Our study revealed that vitamin D concentration changes between the PS and PW period inversely correlates with the CRP concentration change, but only in patients with an initial vitamin D level <25 ng/mL and those not supplementing vitamin D. This observation is in agreement with Meireles et al. [54] who showed that the vitamin D increase was a result of supplementation (from 14.3 ± 4.7 ng/mL to 43.1 ± 11.0 ng/mL) and significantly decreased CRP and IL-6 level in the serum of hemodialysis patients. Similarly, in the study by Ammar et al. [55], alpha-calcidiol supplementation during the period of 3 months increased the mean vitamin D concentration in the serum from 16.6 ng/mL to 38.95 ng/mL, simultaneously leading to the decrease in IL-6 and CRP concentration. This speaks for the anti-inflammatory effect of the vitamin D level serum increase in patients with its initial suboptimal level or deficit.

The statistical analysis also showed that in the group with an initial vitamin D concentration <15 mg/mL, its increase is associated with the decrease of AGP concentration. It must be noted, however, that the analyzed group of patients with vitamin D deficiency below 15 mg/mL is small (9 patients) and further studies are needed to confirm the relationship. AGP plays an immunomodulatory function in the course of chronic inflammation and tissue damage [47]. Gemelli et al. [28] have shown that there are anti-inflammatory properties of vitamin D of which AGP is an intermediary—produced not only in the liver, but also some immune cells, such as monocytes and macrophages. The AGP gene (ORM1) in the promotor region has VDRe, and the stimulation of 1,25(OH)D leads to the increase of its expression [28]. ORM1 activates the signaling pathway TLR4/CD14, decreasing the inflammation via the increase in the expression of inactivating molecules CD163 and MMP9 [28]. Perhaps the stimulation of AGP production by vitamin D depends on its initial concentration. It would be also important to identify factors modulating AGP concentration.

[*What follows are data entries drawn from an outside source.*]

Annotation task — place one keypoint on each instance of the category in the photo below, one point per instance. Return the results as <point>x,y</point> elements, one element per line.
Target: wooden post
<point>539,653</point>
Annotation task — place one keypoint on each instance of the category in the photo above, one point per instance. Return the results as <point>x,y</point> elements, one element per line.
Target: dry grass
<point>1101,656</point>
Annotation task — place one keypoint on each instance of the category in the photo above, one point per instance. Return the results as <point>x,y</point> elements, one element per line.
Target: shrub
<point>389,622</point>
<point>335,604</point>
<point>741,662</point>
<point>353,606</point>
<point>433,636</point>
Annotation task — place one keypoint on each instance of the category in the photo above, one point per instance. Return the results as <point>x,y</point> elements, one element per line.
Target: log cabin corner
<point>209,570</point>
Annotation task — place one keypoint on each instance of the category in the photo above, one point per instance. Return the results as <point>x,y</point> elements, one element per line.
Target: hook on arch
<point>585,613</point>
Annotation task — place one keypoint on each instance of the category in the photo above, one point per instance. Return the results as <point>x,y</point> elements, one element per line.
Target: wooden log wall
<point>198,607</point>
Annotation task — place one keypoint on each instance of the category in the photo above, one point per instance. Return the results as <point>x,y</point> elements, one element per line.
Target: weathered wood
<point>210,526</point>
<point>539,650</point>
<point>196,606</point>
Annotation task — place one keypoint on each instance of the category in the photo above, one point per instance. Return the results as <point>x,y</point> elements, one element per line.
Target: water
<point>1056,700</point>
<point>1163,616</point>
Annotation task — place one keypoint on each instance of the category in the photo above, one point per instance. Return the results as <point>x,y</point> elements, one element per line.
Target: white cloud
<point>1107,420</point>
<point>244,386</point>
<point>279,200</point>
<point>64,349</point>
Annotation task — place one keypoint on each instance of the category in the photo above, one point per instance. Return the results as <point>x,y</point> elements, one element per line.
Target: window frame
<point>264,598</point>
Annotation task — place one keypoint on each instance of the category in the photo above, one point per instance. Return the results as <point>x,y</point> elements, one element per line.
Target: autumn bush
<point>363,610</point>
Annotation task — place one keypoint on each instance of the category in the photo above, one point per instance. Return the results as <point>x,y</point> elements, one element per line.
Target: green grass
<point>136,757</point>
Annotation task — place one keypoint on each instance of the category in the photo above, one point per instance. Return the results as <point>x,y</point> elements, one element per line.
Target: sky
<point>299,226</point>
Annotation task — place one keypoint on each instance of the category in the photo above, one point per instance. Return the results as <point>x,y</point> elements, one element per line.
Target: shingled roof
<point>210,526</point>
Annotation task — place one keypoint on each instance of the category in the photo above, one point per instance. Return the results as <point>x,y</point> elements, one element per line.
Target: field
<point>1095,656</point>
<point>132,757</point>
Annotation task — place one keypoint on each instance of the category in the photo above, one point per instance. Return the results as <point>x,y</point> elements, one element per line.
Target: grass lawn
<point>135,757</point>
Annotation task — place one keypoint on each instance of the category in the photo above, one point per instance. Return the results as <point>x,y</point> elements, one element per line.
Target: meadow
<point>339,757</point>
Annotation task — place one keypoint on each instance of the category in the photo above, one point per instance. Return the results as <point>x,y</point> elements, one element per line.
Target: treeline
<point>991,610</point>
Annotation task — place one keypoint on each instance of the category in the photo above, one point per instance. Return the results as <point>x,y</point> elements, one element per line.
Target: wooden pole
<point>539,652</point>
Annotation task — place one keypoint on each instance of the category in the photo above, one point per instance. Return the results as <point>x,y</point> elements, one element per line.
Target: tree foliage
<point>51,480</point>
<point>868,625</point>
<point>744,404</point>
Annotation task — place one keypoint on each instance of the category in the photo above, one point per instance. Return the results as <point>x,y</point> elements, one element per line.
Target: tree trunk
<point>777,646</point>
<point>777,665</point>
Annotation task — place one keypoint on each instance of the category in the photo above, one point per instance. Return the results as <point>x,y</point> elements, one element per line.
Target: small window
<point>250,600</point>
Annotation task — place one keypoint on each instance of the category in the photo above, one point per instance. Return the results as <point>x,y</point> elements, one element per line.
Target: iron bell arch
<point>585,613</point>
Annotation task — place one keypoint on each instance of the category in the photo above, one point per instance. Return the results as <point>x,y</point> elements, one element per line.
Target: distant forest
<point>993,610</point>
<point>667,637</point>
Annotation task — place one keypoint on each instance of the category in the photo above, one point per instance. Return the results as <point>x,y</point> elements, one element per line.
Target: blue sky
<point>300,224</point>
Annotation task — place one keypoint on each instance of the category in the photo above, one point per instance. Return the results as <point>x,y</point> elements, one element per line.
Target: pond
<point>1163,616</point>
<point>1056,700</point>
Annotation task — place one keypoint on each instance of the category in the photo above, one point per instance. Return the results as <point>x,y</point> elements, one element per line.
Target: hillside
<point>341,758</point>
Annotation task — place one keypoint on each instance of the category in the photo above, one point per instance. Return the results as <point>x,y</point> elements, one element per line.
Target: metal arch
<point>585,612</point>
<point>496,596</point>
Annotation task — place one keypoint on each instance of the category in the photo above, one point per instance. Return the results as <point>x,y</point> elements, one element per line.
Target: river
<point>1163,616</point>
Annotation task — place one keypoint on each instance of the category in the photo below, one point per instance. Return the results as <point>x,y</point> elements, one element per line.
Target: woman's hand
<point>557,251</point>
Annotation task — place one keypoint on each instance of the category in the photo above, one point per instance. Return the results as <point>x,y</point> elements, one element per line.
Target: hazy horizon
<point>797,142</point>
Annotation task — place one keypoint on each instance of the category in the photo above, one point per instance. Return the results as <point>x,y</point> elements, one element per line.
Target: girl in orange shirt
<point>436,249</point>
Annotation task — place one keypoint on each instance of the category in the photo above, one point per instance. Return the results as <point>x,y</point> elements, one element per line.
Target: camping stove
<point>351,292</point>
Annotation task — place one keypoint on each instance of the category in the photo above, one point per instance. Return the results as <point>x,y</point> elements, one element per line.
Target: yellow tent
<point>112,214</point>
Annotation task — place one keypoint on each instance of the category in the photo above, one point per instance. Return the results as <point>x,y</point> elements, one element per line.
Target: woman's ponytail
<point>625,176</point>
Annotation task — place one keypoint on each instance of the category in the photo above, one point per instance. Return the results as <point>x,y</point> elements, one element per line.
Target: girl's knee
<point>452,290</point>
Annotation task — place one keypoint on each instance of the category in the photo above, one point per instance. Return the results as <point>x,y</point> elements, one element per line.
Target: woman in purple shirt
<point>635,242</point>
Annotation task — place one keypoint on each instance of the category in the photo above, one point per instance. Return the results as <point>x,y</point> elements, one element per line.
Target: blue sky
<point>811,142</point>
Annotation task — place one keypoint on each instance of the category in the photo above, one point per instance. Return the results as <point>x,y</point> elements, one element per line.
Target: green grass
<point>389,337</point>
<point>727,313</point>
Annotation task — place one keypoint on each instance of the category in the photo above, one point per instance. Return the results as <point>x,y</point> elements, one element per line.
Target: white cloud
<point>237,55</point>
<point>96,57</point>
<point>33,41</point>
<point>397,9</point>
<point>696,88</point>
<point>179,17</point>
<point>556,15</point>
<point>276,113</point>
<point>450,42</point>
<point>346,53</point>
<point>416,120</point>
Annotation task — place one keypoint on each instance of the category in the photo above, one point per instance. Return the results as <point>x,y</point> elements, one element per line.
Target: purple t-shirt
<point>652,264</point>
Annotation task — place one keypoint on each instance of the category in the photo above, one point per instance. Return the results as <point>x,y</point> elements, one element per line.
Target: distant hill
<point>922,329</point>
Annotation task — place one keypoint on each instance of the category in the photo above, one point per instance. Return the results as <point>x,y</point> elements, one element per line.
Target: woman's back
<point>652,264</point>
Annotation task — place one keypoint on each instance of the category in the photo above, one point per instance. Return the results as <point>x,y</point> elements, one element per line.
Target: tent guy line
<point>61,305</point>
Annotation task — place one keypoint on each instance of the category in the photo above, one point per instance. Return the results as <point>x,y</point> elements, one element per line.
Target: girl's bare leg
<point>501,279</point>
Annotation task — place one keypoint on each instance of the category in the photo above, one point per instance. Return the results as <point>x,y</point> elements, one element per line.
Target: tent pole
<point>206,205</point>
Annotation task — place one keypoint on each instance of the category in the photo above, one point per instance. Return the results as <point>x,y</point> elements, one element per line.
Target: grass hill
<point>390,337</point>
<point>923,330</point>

Our study has several limitations. It was a single-center observational study and included a limited number of patients, allowing to detect moderate correlations (R = 0.35 to 0.40) with reasonable power. Weaker correlations between the studied variables might have been missed. The observed associations between seasonal variation in vitamin D and CRP, PRE, and the indices of malnutrition and inflammation (PINI, CSI, CRP/PRE) were significant only in a subgroup of patients, thus being too small to allow for multiple statistical analyses adjusted for confounders. It must be stressed that these associations cannot be interpreted as direct and may be an epiphenomenon caused by other factors. Moreover, the laboratory assessment the vitamin D status has not been standardized, and the results obtained by different tests may not be directly comparable.

5. Conclusions

In this study, levels of vitamin D, AGP, albumin, and prealbumin measured in the serum of patients treated with maintenance HD presented with seasonal changes. Vitamin D concentration changes between the post-winter and post-summer period was found to correlate with CRP and prealbumin change in HD patients with a vitamin D level <25 ng/mL and with CRP and inflammatory-nutritional indices in patients who did not use vitamin D supplementation. These results suggest a link between vitamin D status in ESRD patients on HD, and malnutrition and inflammation in patients with vitamin D deficiency; however, further studies are needed to verify the results and explore its clinical relevance.